Paul Levy

We shouldn’t be so squeamish about eating foie gras

Norman Kolpas argues that overfeeding geese mimics what pre-migratory birds do naturally, and our disapproval betrays an ignorance of bird physiology

The gavage, as traditionally practised in Grolégac, the Dordogne. Credit: Getty Images 
issue 15 May 2021

In his excellent, brief chronicle of foie gras, Norman Kolpas lists Kate Winslet, Ralph Fiennes, Thandie Newton, Ricky Gervais and the late Sir Roger Moore as among those who don’t want you to eat it, as well as Fortnum & Mason and the state legislature of California, which declared its production and sale illegal in 2019. Why do they care about something so petty as the making and consumption of this buttery, savoury age-old delicacy? There is, of course, a hint of class warfare about advocating its prohibition, along with caviar and other treats of the well-off and indulgent. But the main opposition claim is that the production of the hyper-fatty livers of ducks and geese is physically cruel and therefore immoral.

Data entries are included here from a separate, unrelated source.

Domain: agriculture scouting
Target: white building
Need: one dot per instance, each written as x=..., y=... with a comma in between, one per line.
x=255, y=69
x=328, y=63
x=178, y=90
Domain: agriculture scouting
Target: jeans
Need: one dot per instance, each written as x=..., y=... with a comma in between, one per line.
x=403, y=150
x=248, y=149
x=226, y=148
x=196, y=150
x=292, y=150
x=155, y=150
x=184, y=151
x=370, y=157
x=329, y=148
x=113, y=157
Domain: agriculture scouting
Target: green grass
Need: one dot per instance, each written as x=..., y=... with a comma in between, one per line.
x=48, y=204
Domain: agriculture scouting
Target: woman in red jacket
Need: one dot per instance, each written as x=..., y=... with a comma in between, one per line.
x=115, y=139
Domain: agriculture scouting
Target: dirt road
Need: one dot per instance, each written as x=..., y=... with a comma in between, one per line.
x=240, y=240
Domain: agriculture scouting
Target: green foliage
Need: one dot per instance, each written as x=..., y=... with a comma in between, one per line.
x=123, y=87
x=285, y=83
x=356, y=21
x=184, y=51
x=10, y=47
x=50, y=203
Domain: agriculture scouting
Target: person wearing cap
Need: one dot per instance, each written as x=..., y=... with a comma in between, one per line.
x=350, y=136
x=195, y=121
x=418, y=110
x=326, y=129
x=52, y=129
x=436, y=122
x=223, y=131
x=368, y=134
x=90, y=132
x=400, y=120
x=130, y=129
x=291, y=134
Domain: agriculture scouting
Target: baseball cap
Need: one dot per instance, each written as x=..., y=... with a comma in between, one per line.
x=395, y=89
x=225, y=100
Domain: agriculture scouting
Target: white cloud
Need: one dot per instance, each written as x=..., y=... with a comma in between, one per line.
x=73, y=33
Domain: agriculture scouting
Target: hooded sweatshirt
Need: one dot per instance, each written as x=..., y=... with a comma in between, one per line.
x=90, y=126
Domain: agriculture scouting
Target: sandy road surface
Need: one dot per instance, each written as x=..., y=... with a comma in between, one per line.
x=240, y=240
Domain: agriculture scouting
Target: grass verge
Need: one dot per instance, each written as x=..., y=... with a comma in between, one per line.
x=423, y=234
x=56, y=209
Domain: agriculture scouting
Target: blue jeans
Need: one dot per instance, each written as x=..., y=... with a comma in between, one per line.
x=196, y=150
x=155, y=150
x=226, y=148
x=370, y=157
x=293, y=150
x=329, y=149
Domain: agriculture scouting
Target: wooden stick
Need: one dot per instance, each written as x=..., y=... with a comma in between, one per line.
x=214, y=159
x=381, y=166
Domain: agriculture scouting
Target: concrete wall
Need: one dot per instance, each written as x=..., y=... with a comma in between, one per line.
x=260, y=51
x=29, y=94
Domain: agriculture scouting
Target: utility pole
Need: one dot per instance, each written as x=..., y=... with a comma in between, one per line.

The factual argument is just plain wrong, and so is the ethical judgment that depends on it. I have witnessed the ‘force-feeding’ of ducks, and it is not a case of animal abuse. What actually happens is that the nicely behaved ducks (imprinted à la Konrad Lorenz) form an orderly queue to take their turn swallowing a flexible tube that in seconds whooshes pellets of maize or mash of cereal down their gullets. They appear to relish this, and are, in my experience, fussed about and petted affectionately by the farming women of the south-west of France who perform what is called the gavage.

I have witnessed the ‘force-feeding’ of ducks and it is not a case of animal abuse. In fact they seem to relish it

The problem, says Norman Kolpas, is that our celebrities and anti-foie gras activists ‘immediately and understandably tend to anthropomorphise the birds, imagining how it might feel for a human to have a feeding tube jammed down the throat’. This image of oral rape comes from an ignorance of bird physiology. The human oesophagus is a more rigid structure of muscle, cartilage and bone, and inserting a tube down it means getting past the epiglottis, which triggers the human gag reflex.